1) There are plenty of unreached peoples located in geographically close countries such as Indian tribes in Canada, the US, Central and Latin America. Many of these geographically close countries are easy to get visa+s for. Also, the potential opportunities for ministry among International s tudents and immigrants in urban U.S. are endless.

2) We must +redeem+ short-term trips to the reached that our churches or others sponsor by taking the time to educate participants of the state of the world and the needs of the unreached. I recently had the opportunity to join a group of students from a Christian college on a spring break outreach near Tijuana, Mexico. I was asked along to do some teaching on cultural differences, but also had opportunities to speak on unreached peoples. Though the trip was in a very reached area, students still were able to catch a vision for missions and the unreached.

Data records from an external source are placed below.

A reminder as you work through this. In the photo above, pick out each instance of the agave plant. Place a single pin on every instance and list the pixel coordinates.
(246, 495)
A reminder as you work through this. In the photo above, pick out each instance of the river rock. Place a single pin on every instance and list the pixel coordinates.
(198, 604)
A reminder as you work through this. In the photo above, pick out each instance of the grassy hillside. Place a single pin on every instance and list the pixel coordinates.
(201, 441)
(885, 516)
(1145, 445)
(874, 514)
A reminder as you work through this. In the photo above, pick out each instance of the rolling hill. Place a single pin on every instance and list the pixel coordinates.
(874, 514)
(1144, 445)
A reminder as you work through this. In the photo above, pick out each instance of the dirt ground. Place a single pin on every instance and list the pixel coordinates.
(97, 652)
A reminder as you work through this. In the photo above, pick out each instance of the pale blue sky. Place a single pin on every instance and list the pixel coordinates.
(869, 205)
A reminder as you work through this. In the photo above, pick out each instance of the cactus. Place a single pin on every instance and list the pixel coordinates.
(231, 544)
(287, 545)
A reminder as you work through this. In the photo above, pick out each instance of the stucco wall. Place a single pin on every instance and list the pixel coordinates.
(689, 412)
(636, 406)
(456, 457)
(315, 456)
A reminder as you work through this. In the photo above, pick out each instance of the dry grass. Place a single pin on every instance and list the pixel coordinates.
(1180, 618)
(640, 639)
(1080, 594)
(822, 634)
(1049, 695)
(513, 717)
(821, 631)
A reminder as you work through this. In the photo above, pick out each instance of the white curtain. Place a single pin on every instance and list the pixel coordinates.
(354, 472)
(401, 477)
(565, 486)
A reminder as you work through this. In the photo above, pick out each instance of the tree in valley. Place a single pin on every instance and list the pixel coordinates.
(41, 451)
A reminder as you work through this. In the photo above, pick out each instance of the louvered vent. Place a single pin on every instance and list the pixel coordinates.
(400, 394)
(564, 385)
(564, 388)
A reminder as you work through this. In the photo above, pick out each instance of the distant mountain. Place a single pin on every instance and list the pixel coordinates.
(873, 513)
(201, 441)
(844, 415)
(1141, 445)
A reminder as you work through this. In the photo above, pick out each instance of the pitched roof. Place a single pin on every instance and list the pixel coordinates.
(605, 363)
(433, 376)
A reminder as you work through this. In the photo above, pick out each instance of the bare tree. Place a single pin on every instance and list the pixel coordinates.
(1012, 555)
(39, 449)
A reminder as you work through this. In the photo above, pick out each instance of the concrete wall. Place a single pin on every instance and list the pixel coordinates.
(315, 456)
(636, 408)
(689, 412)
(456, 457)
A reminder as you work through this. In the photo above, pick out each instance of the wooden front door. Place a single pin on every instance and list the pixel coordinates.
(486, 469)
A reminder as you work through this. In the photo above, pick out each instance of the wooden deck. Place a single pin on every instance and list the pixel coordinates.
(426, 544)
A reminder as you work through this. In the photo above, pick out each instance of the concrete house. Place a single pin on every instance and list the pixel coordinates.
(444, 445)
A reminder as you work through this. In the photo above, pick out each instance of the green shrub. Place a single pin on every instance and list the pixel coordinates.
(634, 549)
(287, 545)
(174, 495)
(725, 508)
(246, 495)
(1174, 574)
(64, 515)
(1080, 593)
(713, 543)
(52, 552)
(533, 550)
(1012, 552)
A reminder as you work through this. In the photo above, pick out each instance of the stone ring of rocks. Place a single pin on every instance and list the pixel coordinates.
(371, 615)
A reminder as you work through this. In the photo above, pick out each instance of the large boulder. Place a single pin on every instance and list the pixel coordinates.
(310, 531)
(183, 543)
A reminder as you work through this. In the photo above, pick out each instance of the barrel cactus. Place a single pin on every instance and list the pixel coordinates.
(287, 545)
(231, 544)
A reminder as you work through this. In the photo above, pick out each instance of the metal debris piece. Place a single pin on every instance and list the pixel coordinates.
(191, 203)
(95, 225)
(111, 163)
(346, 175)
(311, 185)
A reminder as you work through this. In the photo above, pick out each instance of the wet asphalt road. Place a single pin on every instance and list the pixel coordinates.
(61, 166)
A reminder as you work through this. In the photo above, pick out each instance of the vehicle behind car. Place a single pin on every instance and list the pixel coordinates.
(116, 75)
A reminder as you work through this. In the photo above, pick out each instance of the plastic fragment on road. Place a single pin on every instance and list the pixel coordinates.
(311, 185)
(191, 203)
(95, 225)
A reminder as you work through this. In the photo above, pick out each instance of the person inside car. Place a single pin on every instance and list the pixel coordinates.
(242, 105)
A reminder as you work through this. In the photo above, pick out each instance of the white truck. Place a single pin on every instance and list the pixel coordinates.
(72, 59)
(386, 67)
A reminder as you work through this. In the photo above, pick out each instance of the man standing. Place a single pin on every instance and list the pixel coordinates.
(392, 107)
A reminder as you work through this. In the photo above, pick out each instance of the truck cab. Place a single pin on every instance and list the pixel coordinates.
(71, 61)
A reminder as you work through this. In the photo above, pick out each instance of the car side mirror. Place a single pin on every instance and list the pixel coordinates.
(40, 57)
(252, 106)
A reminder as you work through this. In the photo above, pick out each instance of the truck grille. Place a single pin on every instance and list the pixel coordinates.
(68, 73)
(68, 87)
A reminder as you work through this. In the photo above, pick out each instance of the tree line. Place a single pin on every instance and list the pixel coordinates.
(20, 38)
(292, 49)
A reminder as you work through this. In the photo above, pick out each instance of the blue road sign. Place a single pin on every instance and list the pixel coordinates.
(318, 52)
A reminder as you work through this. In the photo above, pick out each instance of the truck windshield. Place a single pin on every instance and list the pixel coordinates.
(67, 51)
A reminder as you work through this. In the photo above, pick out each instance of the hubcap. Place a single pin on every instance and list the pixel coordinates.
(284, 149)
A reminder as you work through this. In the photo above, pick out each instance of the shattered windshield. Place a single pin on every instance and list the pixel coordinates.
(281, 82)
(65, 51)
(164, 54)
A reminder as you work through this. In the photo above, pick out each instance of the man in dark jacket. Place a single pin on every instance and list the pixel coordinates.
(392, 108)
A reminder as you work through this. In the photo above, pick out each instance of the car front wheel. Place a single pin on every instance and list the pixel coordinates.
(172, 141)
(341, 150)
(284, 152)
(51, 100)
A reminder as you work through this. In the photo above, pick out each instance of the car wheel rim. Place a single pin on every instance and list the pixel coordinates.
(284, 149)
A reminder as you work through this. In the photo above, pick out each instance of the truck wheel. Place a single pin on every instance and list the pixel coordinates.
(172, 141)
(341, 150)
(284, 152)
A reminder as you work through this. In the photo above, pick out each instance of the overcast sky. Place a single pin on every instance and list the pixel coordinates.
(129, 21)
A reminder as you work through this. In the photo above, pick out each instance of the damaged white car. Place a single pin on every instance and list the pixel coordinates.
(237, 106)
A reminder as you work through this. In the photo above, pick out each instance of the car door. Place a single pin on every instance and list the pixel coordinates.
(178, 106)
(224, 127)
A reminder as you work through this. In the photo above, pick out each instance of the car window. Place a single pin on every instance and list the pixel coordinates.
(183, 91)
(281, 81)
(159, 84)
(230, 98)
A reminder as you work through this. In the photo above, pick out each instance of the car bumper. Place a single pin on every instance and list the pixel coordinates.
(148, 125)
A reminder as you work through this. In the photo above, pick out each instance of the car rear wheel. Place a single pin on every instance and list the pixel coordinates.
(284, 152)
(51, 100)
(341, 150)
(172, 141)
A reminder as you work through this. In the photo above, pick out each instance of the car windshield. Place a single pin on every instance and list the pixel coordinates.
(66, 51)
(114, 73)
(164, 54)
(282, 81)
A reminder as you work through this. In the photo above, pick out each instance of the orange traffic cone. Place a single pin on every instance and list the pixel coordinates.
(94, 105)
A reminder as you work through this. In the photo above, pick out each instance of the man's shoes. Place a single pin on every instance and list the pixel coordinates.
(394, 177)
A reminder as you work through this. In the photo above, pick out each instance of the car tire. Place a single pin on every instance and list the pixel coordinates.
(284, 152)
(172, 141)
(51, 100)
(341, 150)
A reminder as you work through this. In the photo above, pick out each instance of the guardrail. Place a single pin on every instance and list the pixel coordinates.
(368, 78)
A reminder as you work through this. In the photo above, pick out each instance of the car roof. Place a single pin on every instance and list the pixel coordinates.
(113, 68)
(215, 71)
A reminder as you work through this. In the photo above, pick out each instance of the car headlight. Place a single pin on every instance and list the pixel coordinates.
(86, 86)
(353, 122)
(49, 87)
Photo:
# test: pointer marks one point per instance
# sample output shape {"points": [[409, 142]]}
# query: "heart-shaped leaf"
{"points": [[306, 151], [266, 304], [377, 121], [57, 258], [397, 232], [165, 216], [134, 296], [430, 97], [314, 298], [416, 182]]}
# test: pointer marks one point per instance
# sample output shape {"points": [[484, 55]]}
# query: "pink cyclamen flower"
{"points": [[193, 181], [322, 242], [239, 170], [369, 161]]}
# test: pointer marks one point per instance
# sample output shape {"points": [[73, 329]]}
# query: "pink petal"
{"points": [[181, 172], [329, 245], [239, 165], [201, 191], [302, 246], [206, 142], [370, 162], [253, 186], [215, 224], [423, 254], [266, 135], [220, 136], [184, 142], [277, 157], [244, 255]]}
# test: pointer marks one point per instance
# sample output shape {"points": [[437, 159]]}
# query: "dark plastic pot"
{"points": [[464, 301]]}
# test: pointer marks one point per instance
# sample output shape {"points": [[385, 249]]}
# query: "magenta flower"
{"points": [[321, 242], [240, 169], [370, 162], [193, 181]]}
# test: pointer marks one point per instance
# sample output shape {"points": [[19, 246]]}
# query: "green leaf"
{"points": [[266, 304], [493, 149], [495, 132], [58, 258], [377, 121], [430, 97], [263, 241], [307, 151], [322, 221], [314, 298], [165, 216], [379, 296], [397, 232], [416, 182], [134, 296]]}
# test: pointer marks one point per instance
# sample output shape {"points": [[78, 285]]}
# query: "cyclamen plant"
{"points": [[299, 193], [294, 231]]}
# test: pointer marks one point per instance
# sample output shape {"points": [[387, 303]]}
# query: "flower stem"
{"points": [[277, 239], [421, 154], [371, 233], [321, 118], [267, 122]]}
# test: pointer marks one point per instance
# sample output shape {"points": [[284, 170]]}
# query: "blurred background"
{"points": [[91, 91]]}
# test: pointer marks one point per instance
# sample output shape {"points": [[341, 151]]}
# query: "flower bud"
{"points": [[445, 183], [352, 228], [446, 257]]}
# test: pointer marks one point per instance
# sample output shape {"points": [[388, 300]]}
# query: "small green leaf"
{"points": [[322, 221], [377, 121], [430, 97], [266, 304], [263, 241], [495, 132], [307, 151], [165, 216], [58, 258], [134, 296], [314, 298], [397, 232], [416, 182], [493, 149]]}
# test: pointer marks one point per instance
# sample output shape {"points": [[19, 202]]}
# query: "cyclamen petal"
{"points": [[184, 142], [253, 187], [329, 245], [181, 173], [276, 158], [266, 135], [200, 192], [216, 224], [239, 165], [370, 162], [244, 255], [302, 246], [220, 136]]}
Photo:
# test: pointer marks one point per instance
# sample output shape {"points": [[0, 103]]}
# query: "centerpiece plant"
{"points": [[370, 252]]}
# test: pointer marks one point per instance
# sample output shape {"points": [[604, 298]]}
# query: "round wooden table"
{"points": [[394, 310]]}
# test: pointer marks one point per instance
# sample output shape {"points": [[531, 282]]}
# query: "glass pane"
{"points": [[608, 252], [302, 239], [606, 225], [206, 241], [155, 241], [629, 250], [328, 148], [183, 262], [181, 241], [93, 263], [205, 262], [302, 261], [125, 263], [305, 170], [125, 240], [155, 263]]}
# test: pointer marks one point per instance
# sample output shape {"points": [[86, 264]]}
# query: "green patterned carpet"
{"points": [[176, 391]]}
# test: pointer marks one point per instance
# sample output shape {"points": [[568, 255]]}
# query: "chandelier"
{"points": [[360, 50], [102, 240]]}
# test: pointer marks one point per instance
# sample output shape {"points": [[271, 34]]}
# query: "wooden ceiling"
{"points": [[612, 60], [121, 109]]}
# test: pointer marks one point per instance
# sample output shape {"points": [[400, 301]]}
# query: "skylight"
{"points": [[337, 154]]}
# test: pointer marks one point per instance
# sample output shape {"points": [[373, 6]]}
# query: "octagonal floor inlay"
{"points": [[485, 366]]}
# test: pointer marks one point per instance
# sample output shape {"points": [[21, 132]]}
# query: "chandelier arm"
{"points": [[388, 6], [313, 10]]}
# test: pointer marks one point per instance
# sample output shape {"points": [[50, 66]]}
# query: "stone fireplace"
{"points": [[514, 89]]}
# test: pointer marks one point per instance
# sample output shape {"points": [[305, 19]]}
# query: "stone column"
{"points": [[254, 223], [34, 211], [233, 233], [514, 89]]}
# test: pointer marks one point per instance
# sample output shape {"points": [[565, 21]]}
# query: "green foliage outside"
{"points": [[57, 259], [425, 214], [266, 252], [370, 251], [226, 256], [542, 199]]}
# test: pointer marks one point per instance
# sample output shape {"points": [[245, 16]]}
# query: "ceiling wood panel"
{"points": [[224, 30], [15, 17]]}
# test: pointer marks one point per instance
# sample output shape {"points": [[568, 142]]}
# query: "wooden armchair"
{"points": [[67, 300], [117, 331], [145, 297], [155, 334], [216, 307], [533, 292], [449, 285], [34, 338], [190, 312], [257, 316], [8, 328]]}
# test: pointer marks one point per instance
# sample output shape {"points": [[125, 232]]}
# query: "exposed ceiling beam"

Finally with regard to short-terms I'd like to stimulate your thinking with regard to a unique short-term trip that I coordinated last summer. I took a handful of students to an unreached Nahuatl Indian village in central Mexico for 4 weeks. We worked directly with a missionary couple that had been working among unreached Indians in Mexico for 12 years. Each morning we had two hours of class led by myself or the veteran missionary. We used the +World Mission+ workbooks edited by Jonathan Lewis as our texts. These manuals are basically a condensed version of the Perspectives course. In a four week trip the material can be divided so that students only needed to read about 20 pages a day (60-80 minutes of reading time). After class in the morning we went out in the village to practice learning the language using the LAMP method. We also spent a few afternoons doing service projects. In the evenings students would spend time with the national families they were living with and also complete their reading and workbook assignments for the next day. The students were deeply impacted by this trip. They not only were given an excellent overall exposure to key mission concepts through the readings and classes, but got to hear, see and personally experience how these concepts are fleshed out in real life situations. So often in America we gravitate to the educational model of taking a class to learn about some concept and then at some later date we try to apply it. Especially in the missions arena we need to return the Jesus model of integrating the teaching and the doing. We also have discovered the need to continually take time during a short-term trip to discuss basic Christian discipleship issues. Rather than seeing the short-term as an opportunity for the participants to merely give and serve, I believe that the focus should first and foremost be to give them vision for pioneer missions and equip them with the foundational spiritual vitality, and practical skills and knowledge necessary for them to be effective.

In summary, as mission mobilizers I believe it is imperative that we
1)create more short-term opportunities among the unreached
2) influence leaders of short-term opportunites among the reached to educate/expose students to the needs of the unreached part of the world
3) insure that short-term trips among the unreached don't just provide an interesting experience or exposure, but inspire informed vision and equip the participants for long-term involvement among the unreached.